The previous tutorial had separate collections for each application team. In this Access Control redesign there will be collections for each zone, Staging and Production, and also collections within each zone for the individual applications. Another major change is that Docker nodes will be segmented themselves so that nodes in Staging are separate from Production nodes. Within the Production zone every application will also have their own dedicated nodes.

The resulting collection architecture takes the following tree representation:

/
├── System
├── Shared
├── prod
│   ├── db
│   ├── mobile
│   └── payments
└── staging
    ├── mobile
    └── payments

Grant composition

OrcaBank will now be granting teams diverse roles to different collections. Multiple grants per team are required to grant this kind of access.

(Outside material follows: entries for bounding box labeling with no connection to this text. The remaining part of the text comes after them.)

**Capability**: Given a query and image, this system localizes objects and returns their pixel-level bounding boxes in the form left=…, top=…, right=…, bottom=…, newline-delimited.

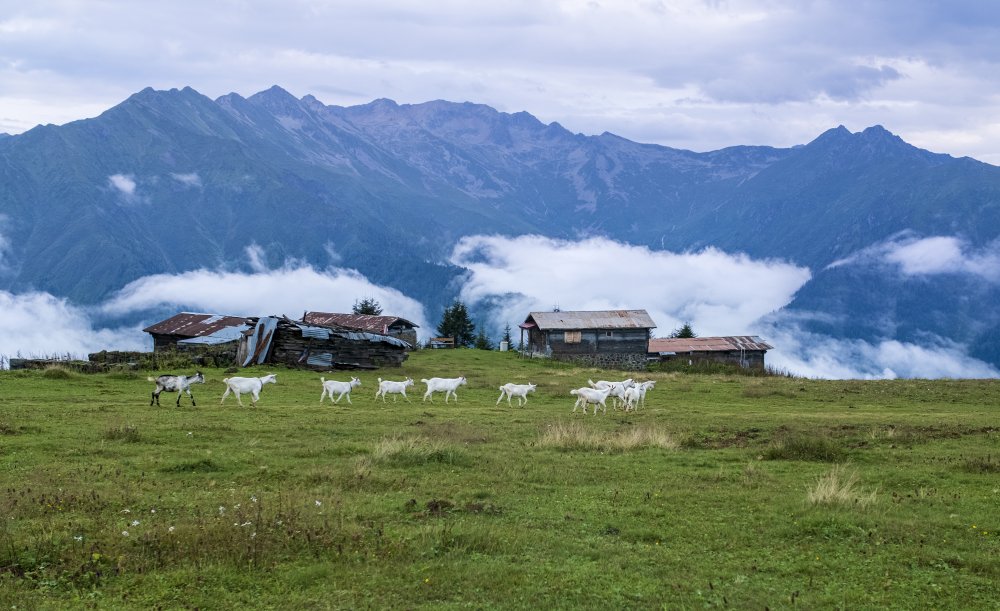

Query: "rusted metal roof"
left=302, top=312, right=418, bottom=334
left=143, top=312, right=246, bottom=337
left=177, top=324, right=250, bottom=346
left=649, top=335, right=774, bottom=354
left=521, top=310, right=656, bottom=331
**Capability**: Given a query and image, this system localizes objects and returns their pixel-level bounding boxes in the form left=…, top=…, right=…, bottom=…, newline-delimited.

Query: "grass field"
left=0, top=350, right=1000, bottom=609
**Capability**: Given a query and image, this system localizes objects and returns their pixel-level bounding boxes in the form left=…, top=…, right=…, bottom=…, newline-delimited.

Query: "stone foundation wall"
left=553, top=352, right=646, bottom=371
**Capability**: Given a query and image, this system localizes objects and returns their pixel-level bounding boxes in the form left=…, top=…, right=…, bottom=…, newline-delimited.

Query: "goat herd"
left=147, top=371, right=656, bottom=415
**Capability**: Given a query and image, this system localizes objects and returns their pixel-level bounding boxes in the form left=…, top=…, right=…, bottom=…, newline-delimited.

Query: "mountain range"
left=0, top=87, right=1000, bottom=367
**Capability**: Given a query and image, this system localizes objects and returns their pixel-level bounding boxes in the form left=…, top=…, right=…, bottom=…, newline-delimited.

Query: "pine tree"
left=351, top=297, right=382, bottom=316
left=475, top=323, right=493, bottom=350
left=670, top=322, right=698, bottom=339
left=500, top=323, right=514, bottom=350
left=437, top=300, right=476, bottom=347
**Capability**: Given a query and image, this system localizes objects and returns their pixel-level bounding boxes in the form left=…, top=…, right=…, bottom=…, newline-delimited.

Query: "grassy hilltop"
left=0, top=350, right=1000, bottom=609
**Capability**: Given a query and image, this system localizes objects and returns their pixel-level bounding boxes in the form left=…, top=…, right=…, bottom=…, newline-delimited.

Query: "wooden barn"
left=302, top=312, right=419, bottom=346
left=238, top=316, right=411, bottom=371
left=520, top=310, right=656, bottom=369
left=649, top=335, right=773, bottom=369
left=143, top=312, right=250, bottom=352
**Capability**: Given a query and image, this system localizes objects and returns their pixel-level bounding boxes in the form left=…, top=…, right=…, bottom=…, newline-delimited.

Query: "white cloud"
left=101, top=256, right=430, bottom=333
left=170, top=172, right=201, bottom=187
left=0, top=0, right=1000, bottom=164
left=0, top=291, right=149, bottom=358
left=0, top=252, right=431, bottom=366
left=829, top=232, right=1000, bottom=282
left=756, top=317, right=1000, bottom=379
left=451, top=235, right=810, bottom=336
left=108, top=174, right=135, bottom=199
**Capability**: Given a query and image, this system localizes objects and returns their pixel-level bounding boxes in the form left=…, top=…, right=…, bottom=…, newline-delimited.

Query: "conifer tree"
left=351, top=297, right=382, bottom=316
left=437, top=300, right=476, bottom=347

Each of the Payments and Mobile applications will have three grants that give them the operation to deploy in their production zone, their staging zone, and also the ability to share some resources with the db collection.

image

OrcaBank access architecture

The resulting access architecture provides the appropriate physical segmentation between Production and Staging. Applications will be scheduled only on the UCP Worker nodes in the collection where the application is placed. The production Mobile and Payments applications use shared resources across collection boundaries to access the databases in the /prod/db collection.

image

DB team

The OrcaBank db team is responsible for deploying and managing the full lifecycle of the databases that are in Production. They have the full set of operations against all database resources.

image

Mobile team

The mobile team is responsible for deploying their full application stack in staging. In production they deploy their own applications but utilize the databases that are provided by the db team.